Files
Abstract
The developmental origins of health and disease (DOHaD) framework proposes that early childhood stress reduces fertility and increases adult mortality risk, particularly from metabolic disorders. Much research focuses on the correlation between early childhood stress and adulthood metabolic disorders, but the link between early childhood stress and infectious disease mortality is understudied. This dissertation uses human skeletal remains to study the impact of early childhood stress on infectious disease mortality by comparing 18th-19th-century Italian catastrophic and attritional populations. Two cholera populations, Alia and Benabbio, are compared with two attritional populations from Badia Pozzeveri and Pieve dei Monti di Villa. This dissertation employs multiple methods to reconstruct early childhood stress events, specifically paleopathological and stature analysis, dental histology, and stable carbon and nitrogen isotope ratio analysis. Cribra orbitalia, porotic hyperostosis, and linear enamel hypoplasia prevalence are used as indicators of early childhood stress. Periostitis prevalence is used as an indicator of heterogeneity in adult environmental stress. Dental histology is used to reconstruct the timing of stress events in early childhood. Weaning is a stressful period in early childhood where infants are first exposed to food-borne environmental pathogens. Age-at-weaning completion is reconstructed using stable nitrogen isotope analysis.

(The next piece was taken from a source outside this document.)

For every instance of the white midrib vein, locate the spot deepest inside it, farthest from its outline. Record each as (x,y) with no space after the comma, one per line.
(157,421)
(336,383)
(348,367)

Sicilians exhibit a significantly lower prevalence of cribra orbitalia and significantly shorter stature compared to the Tuscans. Significantly lower rates of cribra orbitalia among Sicilians is either a result of the 1832 pandemic being less selective than later pandemics or consumption of more terrestrial protein among Sicilians. Shorter stature among Sicilians is consistent with secular trends in stature. Age-at-first defect did not differ significantly between the sites. All sites are found to exhibit an age-at-weaning completion around 3 - 4 years of age. No differences in age-at-weaning completion are found among the populations.
This research finds no relationship between early childhood stress markers and mortality from infectious disease. Instead, this research demonstrates the centrality of cultural context and methodological approach in the interpretation of skeletal remains using the DOHaD framework.